W as it another vision or only a horrible nightmare? Destiny couldn’t tell anymore. The two had become so intertwined, so much alike, one might as well be the other.

Either that or she no longer had any dreams other than the visions.

“Don’t go. Please, wait for me.” Jesse’s whispered pleas hovered around her, the words vibrating against her eardrums.

She was in a wide stone hallway, large and airy with small lights disguised as candles spaced along one side of the wall and large windows covering the other side. She moved soundlessly down the passageway, flowing without substance, more a fog of energy than an actual being. Her essence rippled through the air until she reached the place she somehow knew she was supposed to be.

She entered a fabulously feminine room, with chairs and a chaise lounge placed invitingly in front of a large fireplace. Against the opposite wall sat an ornate desk and chair surrounded on both sides by floor-to-ceiling windows, their gauzy coverings dancing on a light breeze.

Crossing to her right, she stopped at a door, knowing to the depths of her soul that whatever she might find behind the carved wooden portal would alter her world forever.

“Please. Don’t go in there. Wait for me.” Jesse’s voice came from farther away, but even from this distance, it pained her to hear it.

She couldn’t stop. She knew it now.

The door opened and she started to enter, pulling up short as she realized there were people in this room.

“Devlin?” She spoke aloud, but there was no sound coming from her—even her words were as the mist.

He stood, arrogantly naked, his side to her, his handsome profile in sharp relief. Only when he spoke did she realize her mistake.

“So sorry for this inconvenient interruption, sweetness. Will you miss me until I return?”

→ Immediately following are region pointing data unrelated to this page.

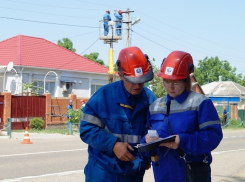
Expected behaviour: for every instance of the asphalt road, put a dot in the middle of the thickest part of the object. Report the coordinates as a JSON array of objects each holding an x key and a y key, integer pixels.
[{"x": 60, "y": 158}]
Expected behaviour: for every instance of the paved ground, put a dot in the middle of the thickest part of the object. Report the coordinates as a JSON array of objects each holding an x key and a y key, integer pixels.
[{"x": 228, "y": 159}]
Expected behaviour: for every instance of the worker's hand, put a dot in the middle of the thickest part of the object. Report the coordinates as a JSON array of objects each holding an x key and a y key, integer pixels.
[
  {"x": 148, "y": 165},
  {"x": 172, "y": 145},
  {"x": 150, "y": 139},
  {"x": 121, "y": 151}
]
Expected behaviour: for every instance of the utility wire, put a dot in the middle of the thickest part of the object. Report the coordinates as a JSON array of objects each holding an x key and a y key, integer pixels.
[
  {"x": 152, "y": 41},
  {"x": 47, "y": 13},
  {"x": 188, "y": 32},
  {"x": 51, "y": 5},
  {"x": 185, "y": 42},
  {"x": 52, "y": 23},
  {"x": 96, "y": 3}
]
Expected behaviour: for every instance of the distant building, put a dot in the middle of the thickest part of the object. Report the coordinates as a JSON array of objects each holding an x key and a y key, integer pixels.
[
  {"x": 34, "y": 57},
  {"x": 227, "y": 94}
]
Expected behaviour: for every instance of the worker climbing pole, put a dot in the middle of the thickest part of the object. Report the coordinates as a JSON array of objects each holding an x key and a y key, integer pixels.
[{"x": 109, "y": 37}]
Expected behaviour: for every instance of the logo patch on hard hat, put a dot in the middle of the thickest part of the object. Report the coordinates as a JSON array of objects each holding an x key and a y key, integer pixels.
[
  {"x": 169, "y": 71},
  {"x": 138, "y": 71}
]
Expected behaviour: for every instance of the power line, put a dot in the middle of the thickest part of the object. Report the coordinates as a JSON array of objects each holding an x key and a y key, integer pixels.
[
  {"x": 185, "y": 42},
  {"x": 188, "y": 32},
  {"x": 95, "y": 3},
  {"x": 47, "y": 13},
  {"x": 50, "y": 5},
  {"x": 52, "y": 23},
  {"x": 152, "y": 41}
]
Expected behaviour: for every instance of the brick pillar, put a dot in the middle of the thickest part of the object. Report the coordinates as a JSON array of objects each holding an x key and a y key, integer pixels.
[
  {"x": 73, "y": 97},
  {"x": 7, "y": 106},
  {"x": 48, "y": 108}
]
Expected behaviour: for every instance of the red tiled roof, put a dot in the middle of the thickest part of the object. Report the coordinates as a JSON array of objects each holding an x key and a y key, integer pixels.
[{"x": 38, "y": 52}]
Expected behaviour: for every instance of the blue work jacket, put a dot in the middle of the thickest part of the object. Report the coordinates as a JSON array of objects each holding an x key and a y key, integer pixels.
[
  {"x": 118, "y": 19},
  {"x": 68, "y": 110},
  {"x": 193, "y": 117},
  {"x": 107, "y": 17},
  {"x": 105, "y": 122}
]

The cruel voice belonged to Dermond, not Devlin.

“I hate you.”

Leah’s voice? Destiny tried to move forward into the room, struggled to see around the large door to where her sister’s voice seemed to come from.

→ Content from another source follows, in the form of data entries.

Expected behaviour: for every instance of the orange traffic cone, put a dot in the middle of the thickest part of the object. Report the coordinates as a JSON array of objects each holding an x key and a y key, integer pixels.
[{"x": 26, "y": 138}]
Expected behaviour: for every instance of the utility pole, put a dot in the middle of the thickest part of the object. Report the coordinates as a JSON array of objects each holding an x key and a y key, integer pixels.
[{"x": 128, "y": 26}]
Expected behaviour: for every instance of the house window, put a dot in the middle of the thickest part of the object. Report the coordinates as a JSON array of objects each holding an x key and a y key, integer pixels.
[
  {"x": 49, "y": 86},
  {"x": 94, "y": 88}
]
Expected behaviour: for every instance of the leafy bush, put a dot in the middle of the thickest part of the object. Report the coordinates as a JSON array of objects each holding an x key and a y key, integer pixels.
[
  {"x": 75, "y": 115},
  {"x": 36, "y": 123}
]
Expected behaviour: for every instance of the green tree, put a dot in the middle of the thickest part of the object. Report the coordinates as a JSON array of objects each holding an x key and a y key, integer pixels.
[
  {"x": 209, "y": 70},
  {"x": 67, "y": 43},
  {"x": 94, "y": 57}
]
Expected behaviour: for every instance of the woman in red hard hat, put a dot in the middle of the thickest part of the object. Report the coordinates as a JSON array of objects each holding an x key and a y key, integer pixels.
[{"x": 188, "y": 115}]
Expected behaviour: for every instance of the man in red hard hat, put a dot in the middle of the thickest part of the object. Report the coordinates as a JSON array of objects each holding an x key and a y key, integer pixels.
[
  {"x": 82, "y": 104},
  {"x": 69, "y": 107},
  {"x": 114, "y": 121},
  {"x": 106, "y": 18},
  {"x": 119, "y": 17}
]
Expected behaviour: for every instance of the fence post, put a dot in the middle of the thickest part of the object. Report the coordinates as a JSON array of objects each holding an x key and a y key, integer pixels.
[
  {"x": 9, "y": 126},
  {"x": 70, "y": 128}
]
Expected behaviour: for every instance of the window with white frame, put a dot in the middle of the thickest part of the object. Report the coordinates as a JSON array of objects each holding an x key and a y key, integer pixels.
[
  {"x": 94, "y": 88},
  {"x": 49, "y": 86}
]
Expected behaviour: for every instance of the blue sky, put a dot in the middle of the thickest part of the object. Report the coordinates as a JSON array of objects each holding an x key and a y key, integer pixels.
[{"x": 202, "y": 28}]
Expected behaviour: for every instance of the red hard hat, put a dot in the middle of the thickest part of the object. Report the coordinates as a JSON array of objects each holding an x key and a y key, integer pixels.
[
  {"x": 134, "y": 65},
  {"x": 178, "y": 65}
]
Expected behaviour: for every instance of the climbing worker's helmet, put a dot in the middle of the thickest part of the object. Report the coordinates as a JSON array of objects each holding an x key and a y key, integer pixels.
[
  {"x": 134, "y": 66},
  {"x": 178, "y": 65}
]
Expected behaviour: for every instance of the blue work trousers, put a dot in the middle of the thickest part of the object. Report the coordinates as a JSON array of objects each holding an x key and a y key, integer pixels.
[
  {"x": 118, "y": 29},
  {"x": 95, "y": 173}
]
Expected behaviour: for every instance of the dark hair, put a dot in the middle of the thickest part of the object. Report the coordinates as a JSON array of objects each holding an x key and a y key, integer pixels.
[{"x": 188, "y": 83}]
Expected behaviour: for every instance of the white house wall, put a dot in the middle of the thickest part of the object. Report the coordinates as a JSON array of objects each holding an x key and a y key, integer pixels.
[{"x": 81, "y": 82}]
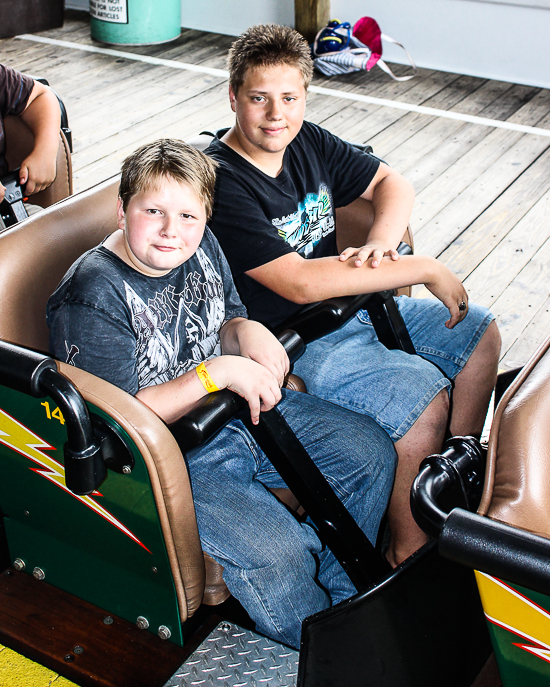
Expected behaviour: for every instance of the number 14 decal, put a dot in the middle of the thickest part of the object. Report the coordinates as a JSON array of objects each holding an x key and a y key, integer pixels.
[{"x": 55, "y": 413}]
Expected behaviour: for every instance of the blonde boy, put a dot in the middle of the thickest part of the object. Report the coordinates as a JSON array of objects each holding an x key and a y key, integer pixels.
[{"x": 154, "y": 311}]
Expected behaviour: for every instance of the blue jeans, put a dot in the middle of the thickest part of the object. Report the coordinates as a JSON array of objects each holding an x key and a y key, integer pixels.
[
  {"x": 273, "y": 564},
  {"x": 352, "y": 368}
]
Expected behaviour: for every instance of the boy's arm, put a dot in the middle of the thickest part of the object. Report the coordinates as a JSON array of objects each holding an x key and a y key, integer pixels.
[
  {"x": 254, "y": 382},
  {"x": 43, "y": 117},
  {"x": 392, "y": 198},
  {"x": 252, "y": 340},
  {"x": 307, "y": 281}
]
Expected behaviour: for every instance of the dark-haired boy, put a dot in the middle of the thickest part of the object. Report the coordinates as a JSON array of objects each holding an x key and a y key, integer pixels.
[
  {"x": 154, "y": 311},
  {"x": 280, "y": 182}
]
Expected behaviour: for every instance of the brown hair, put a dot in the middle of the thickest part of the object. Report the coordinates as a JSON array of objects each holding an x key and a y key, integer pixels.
[
  {"x": 266, "y": 45},
  {"x": 168, "y": 157}
]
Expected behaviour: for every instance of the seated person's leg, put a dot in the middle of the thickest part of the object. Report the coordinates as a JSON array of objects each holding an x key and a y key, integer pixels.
[
  {"x": 271, "y": 561},
  {"x": 406, "y": 395},
  {"x": 468, "y": 354},
  {"x": 267, "y": 555},
  {"x": 358, "y": 460}
]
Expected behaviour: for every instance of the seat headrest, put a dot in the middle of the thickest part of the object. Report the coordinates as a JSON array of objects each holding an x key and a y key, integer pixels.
[{"x": 36, "y": 253}]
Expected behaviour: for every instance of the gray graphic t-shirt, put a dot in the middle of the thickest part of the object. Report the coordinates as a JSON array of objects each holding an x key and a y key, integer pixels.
[{"x": 136, "y": 331}]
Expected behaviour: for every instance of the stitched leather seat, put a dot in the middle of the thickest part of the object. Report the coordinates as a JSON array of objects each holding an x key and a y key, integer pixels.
[
  {"x": 34, "y": 256},
  {"x": 517, "y": 483}
]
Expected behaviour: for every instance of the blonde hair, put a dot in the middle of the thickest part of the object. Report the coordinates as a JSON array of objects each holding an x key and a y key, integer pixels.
[
  {"x": 168, "y": 157},
  {"x": 267, "y": 45}
]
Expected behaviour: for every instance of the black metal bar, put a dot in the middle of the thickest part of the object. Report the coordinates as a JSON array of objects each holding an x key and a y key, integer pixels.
[
  {"x": 388, "y": 322},
  {"x": 452, "y": 478},
  {"x": 85, "y": 469},
  {"x": 498, "y": 549},
  {"x": 212, "y": 412},
  {"x": 5, "y": 560},
  {"x": 337, "y": 529}
]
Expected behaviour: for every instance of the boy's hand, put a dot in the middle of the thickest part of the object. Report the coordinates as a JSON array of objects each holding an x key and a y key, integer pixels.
[
  {"x": 38, "y": 172},
  {"x": 249, "y": 379},
  {"x": 258, "y": 343},
  {"x": 374, "y": 249},
  {"x": 450, "y": 291}
]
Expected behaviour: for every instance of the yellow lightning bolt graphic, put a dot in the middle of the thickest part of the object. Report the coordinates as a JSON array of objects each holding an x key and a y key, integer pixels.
[
  {"x": 19, "y": 438},
  {"x": 511, "y": 610}
]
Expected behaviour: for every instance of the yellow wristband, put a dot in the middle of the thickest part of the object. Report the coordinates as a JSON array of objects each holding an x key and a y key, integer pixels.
[{"x": 206, "y": 379}]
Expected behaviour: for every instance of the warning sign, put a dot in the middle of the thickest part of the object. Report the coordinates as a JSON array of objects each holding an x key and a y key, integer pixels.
[{"x": 115, "y": 11}]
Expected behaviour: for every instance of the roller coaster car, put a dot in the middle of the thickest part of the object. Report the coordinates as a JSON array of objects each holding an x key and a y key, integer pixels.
[
  {"x": 508, "y": 540},
  {"x": 103, "y": 578}
]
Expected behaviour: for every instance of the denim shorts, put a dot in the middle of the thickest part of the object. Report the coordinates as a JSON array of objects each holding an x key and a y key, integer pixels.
[{"x": 352, "y": 368}]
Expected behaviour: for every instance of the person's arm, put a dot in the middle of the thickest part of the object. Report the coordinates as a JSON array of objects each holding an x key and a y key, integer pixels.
[
  {"x": 251, "y": 380},
  {"x": 307, "y": 281},
  {"x": 43, "y": 117},
  {"x": 392, "y": 198},
  {"x": 252, "y": 340}
]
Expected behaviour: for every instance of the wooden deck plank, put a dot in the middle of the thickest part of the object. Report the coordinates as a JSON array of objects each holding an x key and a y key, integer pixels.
[
  {"x": 481, "y": 192},
  {"x": 459, "y": 195}
]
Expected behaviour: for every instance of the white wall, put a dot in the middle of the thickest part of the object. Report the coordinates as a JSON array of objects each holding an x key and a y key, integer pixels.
[
  {"x": 498, "y": 39},
  {"x": 232, "y": 17}
]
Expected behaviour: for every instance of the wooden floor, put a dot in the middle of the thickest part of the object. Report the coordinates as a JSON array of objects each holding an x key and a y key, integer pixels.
[{"x": 482, "y": 193}]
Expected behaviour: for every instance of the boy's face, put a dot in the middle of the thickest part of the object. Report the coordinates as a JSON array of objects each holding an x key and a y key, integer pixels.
[
  {"x": 269, "y": 107},
  {"x": 162, "y": 226}
]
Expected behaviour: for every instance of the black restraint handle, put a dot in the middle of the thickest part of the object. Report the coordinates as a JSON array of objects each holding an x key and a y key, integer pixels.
[
  {"x": 507, "y": 552},
  {"x": 451, "y": 478},
  {"x": 36, "y": 375},
  {"x": 497, "y": 549},
  {"x": 337, "y": 528},
  {"x": 211, "y": 413}
]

“So you say now. But you’ll change your mind.” Dermond chuckled to himself as he stepped into his pants, pulling them up his long legs, staring straight ahead as he did so. “You’ll learn to enjoy it, pet. Once I show you what I can do. I promise.”

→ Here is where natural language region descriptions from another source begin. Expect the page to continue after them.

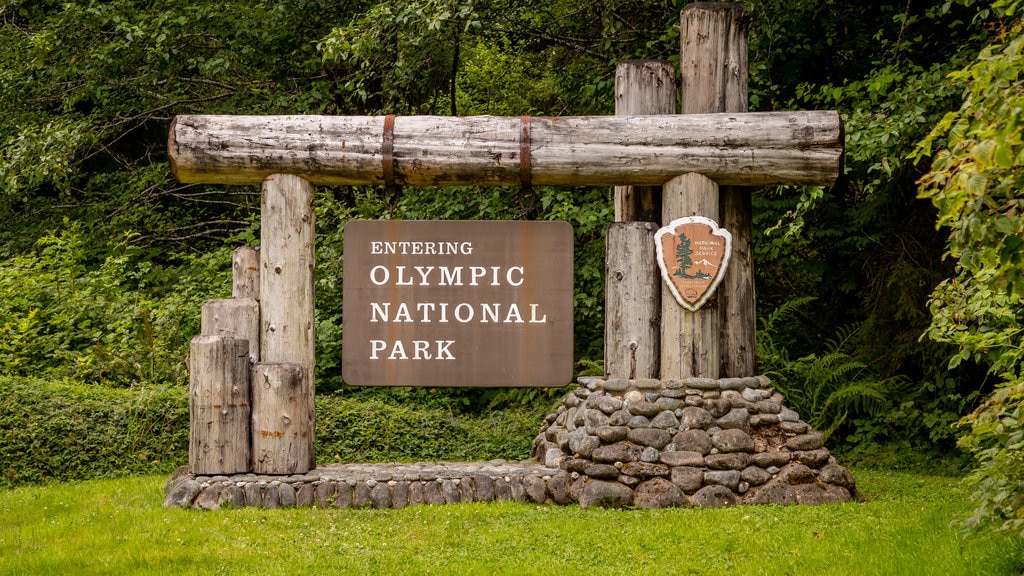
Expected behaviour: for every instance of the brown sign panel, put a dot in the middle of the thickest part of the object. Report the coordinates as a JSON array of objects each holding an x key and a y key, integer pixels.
[
  {"x": 458, "y": 303},
  {"x": 692, "y": 253}
]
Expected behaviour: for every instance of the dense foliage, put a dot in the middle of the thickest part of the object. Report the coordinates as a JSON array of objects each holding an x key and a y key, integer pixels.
[
  {"x": 58, "y": 430},
  {"x": 975, "y": 181},
  {"x": 105, "y": 259}
]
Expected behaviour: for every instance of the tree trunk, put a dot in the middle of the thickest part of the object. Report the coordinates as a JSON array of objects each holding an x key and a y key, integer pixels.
[
  {"x": 632, "y": 301},
  {"x": 283, "y": 420},
  {"x": 219, "y": 407},
  {"x": 743, "y": 149},
  {"x": 642, "y": 87},
  {"x": 287, "y": 316}
]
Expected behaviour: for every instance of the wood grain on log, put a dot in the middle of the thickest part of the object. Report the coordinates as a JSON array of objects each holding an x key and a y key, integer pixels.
[
  {"x": 287, "y": 316},
  {"x": 219, "y": 405},
  {"x": 642, "y": 87},
  {"x": 731, "y": 149},
  {"x": 633, "y": 297}
]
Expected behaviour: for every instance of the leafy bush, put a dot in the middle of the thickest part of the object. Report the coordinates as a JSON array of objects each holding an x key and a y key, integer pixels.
[
  {"x": 825, "y": 388},
  {"x": 60, "y": 430},
  {"x": 123, "y": 321},
  {"x": 975, "y": 179},
  {"x": 56, "y": 430}
]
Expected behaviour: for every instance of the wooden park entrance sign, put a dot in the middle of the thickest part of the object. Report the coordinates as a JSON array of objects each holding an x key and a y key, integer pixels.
[{"x": 715, "y": 142}]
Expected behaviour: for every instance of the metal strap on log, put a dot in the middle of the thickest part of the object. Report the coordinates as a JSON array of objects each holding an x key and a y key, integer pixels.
[{"x": 731, "y": 149}]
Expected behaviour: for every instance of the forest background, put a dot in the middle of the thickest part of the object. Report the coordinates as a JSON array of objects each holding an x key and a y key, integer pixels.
[{"x": 890, "y": 303}]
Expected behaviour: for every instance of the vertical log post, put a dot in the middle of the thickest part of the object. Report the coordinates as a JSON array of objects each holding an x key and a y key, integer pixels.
[
  {"x": 287, "y": 321},
  {"x": 632, "y": 301},
  {"x": 238, "y": 318},
  {"x": 689, "y": 339},
  {"x": 715, "y": 72},
  {"x": 642, "y": 88},
  {"x": 245, "y": 273},
  {"x": 282, "y": 418},
  {"x": 713, "y": 49},
  {"x": 219, "y": 405}
]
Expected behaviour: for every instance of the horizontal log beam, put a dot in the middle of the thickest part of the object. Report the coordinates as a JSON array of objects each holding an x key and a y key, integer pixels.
[{"x": 754, "y": 149}]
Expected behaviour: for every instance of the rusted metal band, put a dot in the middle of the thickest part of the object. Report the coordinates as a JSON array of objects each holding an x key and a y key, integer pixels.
[
  {"x": 387, "y": 151},
  {"x": 524, "y": 171}
]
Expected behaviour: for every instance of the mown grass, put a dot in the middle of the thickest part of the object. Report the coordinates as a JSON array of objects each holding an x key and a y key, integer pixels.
[{"x": 119, "y": 527}]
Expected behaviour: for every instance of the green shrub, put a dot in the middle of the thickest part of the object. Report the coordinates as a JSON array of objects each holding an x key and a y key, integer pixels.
[{"x": 62, "y": 430}]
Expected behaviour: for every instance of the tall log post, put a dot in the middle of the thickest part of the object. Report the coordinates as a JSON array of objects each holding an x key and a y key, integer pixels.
[
  {"x": 642, "y": 88},
  {"x": 711, "y": 52},
  {"x": 287, "y": 320},
  {"x": 245, "y": 273},
  {"x": 633, "y": 302},
  {"x": 283, "y": 419},
  {"x": 219, "y": 405},
  {"x": 714, "y": 74},
  {"x": 632, "y": 295},
  {"x": 689, "y": 339},
  {"x": 233, "y": 317}
]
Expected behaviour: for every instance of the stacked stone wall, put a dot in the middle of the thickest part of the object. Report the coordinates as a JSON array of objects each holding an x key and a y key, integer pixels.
[
  {"x": 611, "y": 443},
  {"x": 699, "y": 442}
]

What was that animal doing in the same room with her sister, and without his clothes on? Again she tried to force herself forward and again she met resistance.

“Never!” Leah again, her voice stronger this time, dripping with venom. “You’ll rot in hell first.”

Dermond laughed at her sister’s threat, advancing across Destiny’s line of vision. Only as he swaggered beyond her sight was she able to move a little farther into the room.

Far enough to see around the open door.

Far enough that she wished she hadn’t come inside the room.

Leah sat in the middle of a huge four-poster bed, bare but for the scrap of silk pooled at her hips and a pillow she clutched in front of her. A thin strap tied around one of the posters stretched across the corner of the bed to the girl, where it was attached to her wrist.

Destiny’s heart broke looking into her sister’s face, a splotchy pink, swollen from crying. But her eyes! Her eyes glowed with the intensity of her hatred, and in those eyes Destiny saw what her sister had endured.

What Dermond had tried to do to her.

And Leah’s hatred became her own.

“No, pet. You won’t see me dead.” He reached out, grabbing the girl’s arm with one hand as she swung at him. “But you will see me here again. And next time, we’ll actually finish what we almost started.” He tangled his other hand in her hair, pulling her face close to his, forcing his mouth over hers.

When he broke away, she spit at him, and again he laughed, wiping the side of his face. Still laughing, he turned toward the doorway, leaving Leah behind.

Rage such as Destiny had never known filled her as Dermond strode across the room toward her. She wanted nothing more at the moment than to attack the monster who had done this to her sister. To fling herself at him, hitting, biting, scratching, hurting him in any way she could.

Instead she floated there, helplessly, as he walked right through her and out the door, leaving her empty and shattered.

“Don’t go there. For me.”

Even as she watched her sister curled up on the bed, crying, even as she tried to move toward Leah, wanting to comfort her, she heard Jesse’s voice again and felt herself torn apart, breaking into little pieces scattered on the wind.

She had no choice. She had never had any choice.

And if saving her sister meant losing Jesse, it was a price she’d have to pay.